[UPDATED 8:00 with Loren Thompson comment] This afternoon, the Army announced it had chosen Harris and Thales to make its Rifleman Radio, the 21st century walkie-talkie that links foot troops into the Army’s command network. General Dynamics and Thales had split production of the first 21,379 radios under a Low-Rate Initial Production (LRIP) contract, but GD had decided not to bid on the Full-Rate Production (FRP) contract.

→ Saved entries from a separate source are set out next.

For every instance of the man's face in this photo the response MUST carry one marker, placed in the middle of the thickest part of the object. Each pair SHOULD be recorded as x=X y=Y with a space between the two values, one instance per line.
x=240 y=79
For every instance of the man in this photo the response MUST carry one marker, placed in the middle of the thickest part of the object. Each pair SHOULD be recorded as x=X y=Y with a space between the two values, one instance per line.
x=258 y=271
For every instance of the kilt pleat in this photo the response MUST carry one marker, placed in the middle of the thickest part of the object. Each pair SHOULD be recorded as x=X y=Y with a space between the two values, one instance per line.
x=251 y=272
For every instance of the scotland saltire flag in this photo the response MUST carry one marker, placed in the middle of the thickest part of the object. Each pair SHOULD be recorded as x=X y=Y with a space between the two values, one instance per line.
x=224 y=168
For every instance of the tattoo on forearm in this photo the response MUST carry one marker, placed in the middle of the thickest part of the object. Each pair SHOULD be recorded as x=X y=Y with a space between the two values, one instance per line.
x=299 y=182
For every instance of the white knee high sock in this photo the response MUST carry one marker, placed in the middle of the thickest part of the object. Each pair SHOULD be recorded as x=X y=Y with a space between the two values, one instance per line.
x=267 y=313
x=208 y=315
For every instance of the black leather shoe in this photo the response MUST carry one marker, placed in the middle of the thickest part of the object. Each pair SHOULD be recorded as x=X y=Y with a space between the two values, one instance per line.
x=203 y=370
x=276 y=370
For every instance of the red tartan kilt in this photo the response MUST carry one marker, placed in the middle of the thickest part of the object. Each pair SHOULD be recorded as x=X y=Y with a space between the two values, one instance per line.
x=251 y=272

So it will be Thales and Harris that split the next five years of Full Rate Production. It won’t be a 50:50 split, but rather an ongoing competition: Assuming that both Thales and Harris pass Army testing, the service will then buy radios in lots, with both companies competing to offer the lowest price. The Army will ultimately buy more than 150,000 FRP Rifleman Radios, but after five years, there’ll be a new competition, so Thales and Harris hardly have a perpetual lock on the program.
The award marks a historic shift in how the military buys radios — a shift that may be replicated in other areas. General Dynamics is a classic defense contractor: Its divisions build everything from nuclear-powered submarines to armored ground vehicles to the Army’s command-and-control network, WIN-T — but it builds them all for the armed forces. Harris just builds radios, but it builds them for everybody: fire, police, and the general public, as well as for the military. Media-wary General Dynamics had been the much-criticized incumbent developing the troubled Joint Tactical Radio System; media-savvy Harris elbowed in with commercial technology.
As Moore’s Law races ahead, high-tech has become a commodity, and with Rifleman Radio, the Army is buying it as such. Modern digital, software-defined radios are essentially computers that communicate wirelessly — something the civilian IT world builds far better than most traditional defense contractors. So instead of developing military-specific systems like JTRS, only to have the commercial sector lap the Pentagon procurement process and render the military tech obsolete on arrival, the Army is buying the radios as Non-Developmental Items (NDIs).
The crucial question is whether the military can replicate this model and take better advantage of competition and commercial innovation in other areas. That’s one of the things Defense Secretary Ashton Carter went to Silicon Valley last week to find out.
[UPDATED: Defense industry analyst and consultant Loren Thompson struck a more skeptical note:]
“The Army’s tactical communications roadmap has been through so many twists and turns at this point that it is hard to know what to make of the award,” he wrote in an email. “It may be a significant win for Harris and Thales, but recent experience suggests that the Army — or the Congress — could change its mind again next year about what the troops need.”
As for reaching out to commercial technology, Thompson said, “purchasing non-developmental items may accelerate fielding, but it increases the likelihood that useful feature will not be present in the baseline configuration. When you buy off the shelf, somebody else decides what your options are.”